Pour le gouverneur de la Banque centrale du Congo, Jean-Claude Masangu, cinq raisons majeures justifient la crise monétaire de ces derniers jours. Il s’agit de la baisse sensible du coût des matières premières (cuivre, diamant, bois…), de la guerre à l’Est du pays, des effets de la crise financière internationale, du paiement de la dette extérieure (Banque mondiale, Fmi), des besoins accrus en devises étrangères des importateurs locaux après les fêtes de fin de l’année.

Peut-on dire, aujourd’hui, que toutes ces raisons ont été balayées d’un trait en vue d’influer sur la baisse du dollar américain par rapport au Franc congolais ? Ni les prix à la baisse des matières précieuses n’ont été majorés encore moins les armes ne se sont tues dans la partie orientale ou l’affolement de la crise financière mondiale n’a été maîtrisé.
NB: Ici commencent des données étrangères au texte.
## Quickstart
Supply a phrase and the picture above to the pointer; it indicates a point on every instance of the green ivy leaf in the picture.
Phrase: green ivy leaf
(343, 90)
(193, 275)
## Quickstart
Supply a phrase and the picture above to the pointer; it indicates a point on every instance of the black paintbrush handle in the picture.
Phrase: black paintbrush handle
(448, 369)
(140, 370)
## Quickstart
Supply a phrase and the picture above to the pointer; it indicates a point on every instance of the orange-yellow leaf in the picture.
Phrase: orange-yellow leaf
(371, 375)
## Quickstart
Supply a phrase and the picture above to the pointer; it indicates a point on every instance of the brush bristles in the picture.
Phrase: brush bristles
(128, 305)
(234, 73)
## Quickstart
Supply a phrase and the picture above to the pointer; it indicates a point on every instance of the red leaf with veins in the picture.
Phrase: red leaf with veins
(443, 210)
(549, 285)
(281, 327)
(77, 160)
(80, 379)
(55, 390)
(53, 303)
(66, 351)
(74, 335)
Visiblement, le problème réside ailleurs.

La dollarisation de l’économie congolaise qui s’accompagne de celui du système de change quelle que soit la raison évoquée de monnaie de référence porte préjudice constamment au Franc congolais qui souvent en subit les contrecoups à la moindre grippe ou opération spéculative. Les exemples du Pérou ou du Brésil qui ont connu des situations identiques sont édifiants. Ces pays ont su grâce à l’intelligence de leur politique financière et à la volonté politique de leurs dirigeants sortir du cercle vicieux de l’étranglement. Et, aujourd’hui, les effets dévastateurs de la dollarisation de leur économie ont été liquidés. Ce qui est valable pour le Pérou et le Brésil l’est aussi pour la Rd Congo à quelques nuances près.
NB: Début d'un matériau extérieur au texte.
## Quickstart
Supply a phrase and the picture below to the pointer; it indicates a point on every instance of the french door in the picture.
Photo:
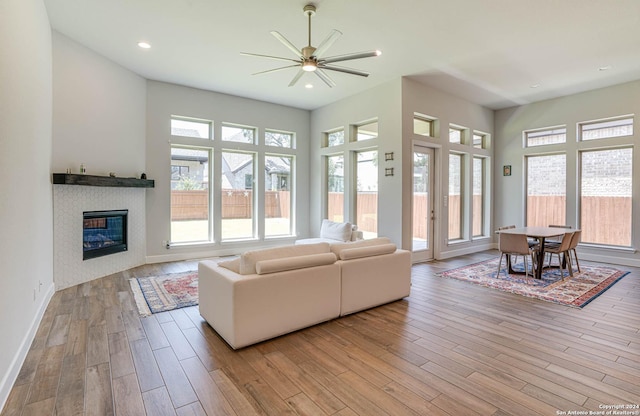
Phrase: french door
(423, 206)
Selon un expert monétaire, l’épongement de la réserve de change à la Banque centrale du Congo et le recours à la planche à billets sont, entre autres, des facteurs ayant contribué à la résurgence de ce phénomène qui, au regard de la même politique monétaire, constitue une menace permanente. Pour lui, le mauvais état des finances publiques est explicatif de la détérioration de la situation monétaire. Une autre cause est la contrepartie de plus en plus faible des recettes de l’Etat avec un taux bas de mobilisation. La non maîtrise simultanée des recettes et des dépenses aggrave la situation monétaire du pays. Cela a pour conséquence de détruire le système productif du pays, de créer la surenchère et la flambée de tous les prix, d’aggraver la situation sociale de la population, de pousser les consommateurs à ranger aux oubliettes la monnaie nationale au profit du roi dollar Us et de compter, vendre et épargner en des unités monétaires plus stables.

 

Faut-il réformer la Banque centrale du Congo ?
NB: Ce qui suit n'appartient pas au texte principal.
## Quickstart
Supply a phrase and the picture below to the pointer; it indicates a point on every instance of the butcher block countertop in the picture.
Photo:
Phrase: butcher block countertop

Quoi qu’on en dise, le constat est formel : malgré la dépréciation du dollar américain face au Franc congolais, les prix des produits de première nécessité restent indexés à l’ancien taux. Leur structuration demeure vitale étant donné la gravité de la situation. On reconnaît toutefois que deux motifs expliquent l’appréciation de la monnaie nationale : l’intervention de la Banque centrale du Congo sur le marché en devises notamment dans le dérèglement des mécanismes spéculatifs avec effets d’anticipation. Pourvu que ça dure car les spéculateurs qui se comptent parmi les gros importateurs n’ont pas encore dit leur dernier mot !

Les experts sont unanimes à reconnaître que seule la réforme de la Banque centrale du Congo pourrait parvenir à colmater les brèches à long terme, la navigation à vue ne serait que du cosmétique appliqué là où il y a nécessité d’une thérapeutique de choc. L’Assemblée nationale doit saisir cette opportunité.